What Does Sulfur Do for Plants?
Plants only need 10 to 30 pounds per acre of sulfur. Sulfur also acts as a soil conditioner and helps reduce the sodium content of soils. Sulfur in plants is a component of some vitamins and is important in helping give flavor to mustard, onions and garlic.
Sulfur born in fertilizer assists in seed oil production, but the mineral can accumulate in sandy or overworked soil layers. The role of sulfur as a soil conditioner to reduce sodium requires 1,000 to 2,000 pounds per acre. Sulfur deficiencies in soil are rare, but do tend to occur where fertilizer applications are routine and soils do not percolate adequately.
Sulfur Source for Plants
Sulfur is mobile in soil and is primarily borne through fertilizers and pesticides. Another main sulfur source for plants is manure.

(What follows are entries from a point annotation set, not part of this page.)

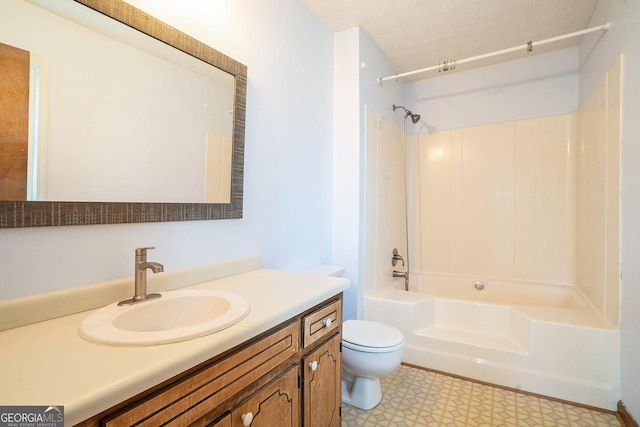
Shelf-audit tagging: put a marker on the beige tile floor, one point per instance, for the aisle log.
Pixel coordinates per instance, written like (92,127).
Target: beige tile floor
(416,397)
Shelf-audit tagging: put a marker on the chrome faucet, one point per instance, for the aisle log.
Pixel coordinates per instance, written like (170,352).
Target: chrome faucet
(140,286)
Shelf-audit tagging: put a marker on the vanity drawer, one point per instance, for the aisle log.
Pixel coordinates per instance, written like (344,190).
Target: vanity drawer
(189,398)
(322,322)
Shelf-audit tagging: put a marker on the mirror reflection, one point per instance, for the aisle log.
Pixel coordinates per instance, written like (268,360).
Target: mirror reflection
(124,119)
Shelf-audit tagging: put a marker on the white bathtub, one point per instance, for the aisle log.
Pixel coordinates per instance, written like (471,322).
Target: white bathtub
(544,339)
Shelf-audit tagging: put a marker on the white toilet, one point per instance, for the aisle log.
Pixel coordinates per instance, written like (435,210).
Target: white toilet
(370,350)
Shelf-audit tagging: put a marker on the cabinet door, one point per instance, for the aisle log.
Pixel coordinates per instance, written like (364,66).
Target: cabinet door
(224,421)
(276,404)
(322,390)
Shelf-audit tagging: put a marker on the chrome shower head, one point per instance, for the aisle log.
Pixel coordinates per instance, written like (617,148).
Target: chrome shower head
(415,118)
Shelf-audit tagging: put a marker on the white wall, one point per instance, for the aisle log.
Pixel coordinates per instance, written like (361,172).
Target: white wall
(540,85)
(358,64)
(623,38)
(288,161)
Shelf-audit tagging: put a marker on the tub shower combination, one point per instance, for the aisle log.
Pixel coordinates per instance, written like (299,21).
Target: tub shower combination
(546,341)
(538,337)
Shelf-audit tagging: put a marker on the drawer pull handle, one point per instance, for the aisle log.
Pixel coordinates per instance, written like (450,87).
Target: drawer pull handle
(247,419)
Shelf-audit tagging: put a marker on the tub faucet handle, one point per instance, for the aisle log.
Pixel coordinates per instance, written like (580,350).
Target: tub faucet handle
(395,257)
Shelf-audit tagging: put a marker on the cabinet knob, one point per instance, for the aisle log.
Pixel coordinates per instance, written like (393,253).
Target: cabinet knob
(247,419)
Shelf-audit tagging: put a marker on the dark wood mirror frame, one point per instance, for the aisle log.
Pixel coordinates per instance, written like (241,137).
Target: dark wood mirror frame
(16,214)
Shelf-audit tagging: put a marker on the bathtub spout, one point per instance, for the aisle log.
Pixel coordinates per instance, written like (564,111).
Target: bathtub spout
(406,277)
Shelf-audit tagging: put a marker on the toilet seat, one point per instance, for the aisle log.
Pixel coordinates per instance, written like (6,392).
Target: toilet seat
(371,337)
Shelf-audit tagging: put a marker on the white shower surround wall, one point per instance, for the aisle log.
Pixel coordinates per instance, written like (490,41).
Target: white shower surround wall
(549,319)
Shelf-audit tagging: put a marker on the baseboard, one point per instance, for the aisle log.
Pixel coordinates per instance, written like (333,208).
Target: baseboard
(625,417)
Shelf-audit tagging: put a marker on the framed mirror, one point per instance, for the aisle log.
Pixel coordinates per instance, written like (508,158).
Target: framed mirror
(182,189)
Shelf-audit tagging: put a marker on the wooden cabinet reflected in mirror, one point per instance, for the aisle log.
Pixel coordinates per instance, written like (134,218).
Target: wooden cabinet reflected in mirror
(151,172)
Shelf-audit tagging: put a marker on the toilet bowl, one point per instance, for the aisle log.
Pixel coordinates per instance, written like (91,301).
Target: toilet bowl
(370,350)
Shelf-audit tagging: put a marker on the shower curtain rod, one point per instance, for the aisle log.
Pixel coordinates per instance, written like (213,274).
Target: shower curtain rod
(447,65)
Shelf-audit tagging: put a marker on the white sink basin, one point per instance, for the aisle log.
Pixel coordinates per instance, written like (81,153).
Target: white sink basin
(176,316)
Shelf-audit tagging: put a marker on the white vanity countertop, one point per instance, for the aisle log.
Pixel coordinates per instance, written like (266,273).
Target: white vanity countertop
(48,363)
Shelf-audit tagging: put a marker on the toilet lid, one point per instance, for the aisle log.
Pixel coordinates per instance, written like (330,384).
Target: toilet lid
(370,336)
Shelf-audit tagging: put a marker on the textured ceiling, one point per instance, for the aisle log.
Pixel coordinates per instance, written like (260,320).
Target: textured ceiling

The ratio of sulfur in plants is 10:1 and carried in the tissues of the plant. Much of this is brought up from natural soil decay and previous plant matter. Some minerals found in soil contain sulfur, which is released as the minerals break down.
A less obvious sulfur source for plants is from the atmosphere. Burning fuels releases sulfur dioxide, which plants take into their tissues during respiration.
Sulfur Deficiency Symptoms
Plants that are not able to intake enough sulfur will exhibit yellowing of leaves that seems remarkably similar to nitrogen deficiency. With sulfur depletion, problems tend to show up on the younger leaves first followed by the older leaves. In plants depleted of nitrogen, the older leaves at the bottom are first affected, moving upwards.
Deposits of gypsum in the soil strata can capture sulfur and older plants with long roots may recover once they reach this level of soil. The role of sulfur as a nutrient is most evident on mustard crops, which will exhibit scarcity symptoms early in development.
Soil tests are not reliable and most professional growers rely on plant tissue tests to verify deficiencies in soil.
Sulfur in High pH Soils
Gardeners in areas with limited rainfall and little limestone will have high pH levels. Most plants enjoy moderate pH, so it’s important to lower that level. Sulfur is useful for this but its application depends upon your pH level.
The National Gardening Association has a handy pH calculator that will tell you how much sulfur you need to add to acidify your soil slightly. The easiest form of sulfur is 100 percent finely ground sulfur, which is found in fungicides or just pure as a soil amendment.
Sulfur Gardening Usage
Sulfur is not normally needed in the home landscape. If your plants exhibit signs of sulfur depletion, try a side dress of manure. It won’t harm the plants and will slowly leach sulfur in the soil as it composts into the earth.
Sulfur is always recommended for seed oil crops and usually is applied from sulfur dusts or pesticides. Most fertilizers will also contain enough sulfur to restore soil levels. Be cautious and follow instructions with sulfur gardening usage. Too much sulfur may be retained in soils and cause other nutrient uptake issues. Start with moderate applications and use natural products.